第10話
ボクがたいいんできたひがめんかいびで、りっくんはやせていたけどげんきそうだった。
「りっくん、だいじょうぶ? ちゃんとたべてる? やせちゃったね……」
「ああ、だいじょうぶ。
君にはいつも元気でいてほしい……」
りっくんはがらすごしにハラハラなみだをながす。
ぬぐうこともしないでがらすにてをついて、ボクもかさねるようにてをおいた。
がらすのつめたさしかかんじられなくて、ボクもつられてなきたくなった。
「だいじょうぶ、げんきだよ、ボクりっくんにあいたくて、たいいんするのおくれてごめん。りっくんだいすきだよ、たすけてくれてほんとにありがとう。りっくんはでれないの? 」
「もう僕は出れないんだ。それに幸知ちゃんの両親とも約束したしな、君のことが好きだよ、好きになってしまった。
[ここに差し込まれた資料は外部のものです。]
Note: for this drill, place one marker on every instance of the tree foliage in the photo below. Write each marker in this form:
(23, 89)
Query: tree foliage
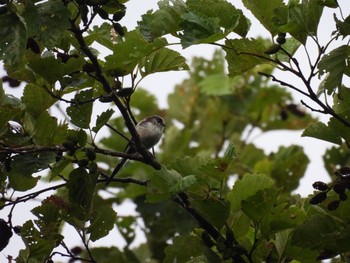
(55, 133)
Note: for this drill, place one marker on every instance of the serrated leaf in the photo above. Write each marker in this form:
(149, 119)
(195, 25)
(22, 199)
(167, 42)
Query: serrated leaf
(159, 187)
(163, 21)
(162, 60)
(8, 112)
(328, 3)
(183, 184)
(81, 111)
(198, 29)
(82, 138)
(334, 64)
(243, 54)
(312, 233)
(125, 225)
(263, 10)
(215, 212)
(54, 16)
(23, 167)
(127, 54)
(288, 167)
(13, 39)
(102, 119)
(36, 99)
(81, 187)
(217, 85)
(260, 204)
(226, 15)
(50, 68)
(321, 131)
(248, 186)
(44, 129)
(102, 222)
だから君は僕のことなんて忘れてのびのび育ってほしいんだ」
「わすれられないよ、りっくん……」
「泣かないでくれ、君の涙をここでは拭えないんだ」
ぎゅっとがらすにおしあてたてをにぎりこんだりっくんは、つらそうにかたをふるわせた。
「また、あいにきてもいい? 」
「もう会わないって約束だから、破れないよ」
りっくんはなきながらわらって、けいかんさんにつれられていった。
「ほんとにもうあえないの? ボクがげんきになればまたあえる? 」
ぽつりといったことばに、だれもこたえてはくれなかった。
ボクはなんどもなみだがあふれてとまらなかった。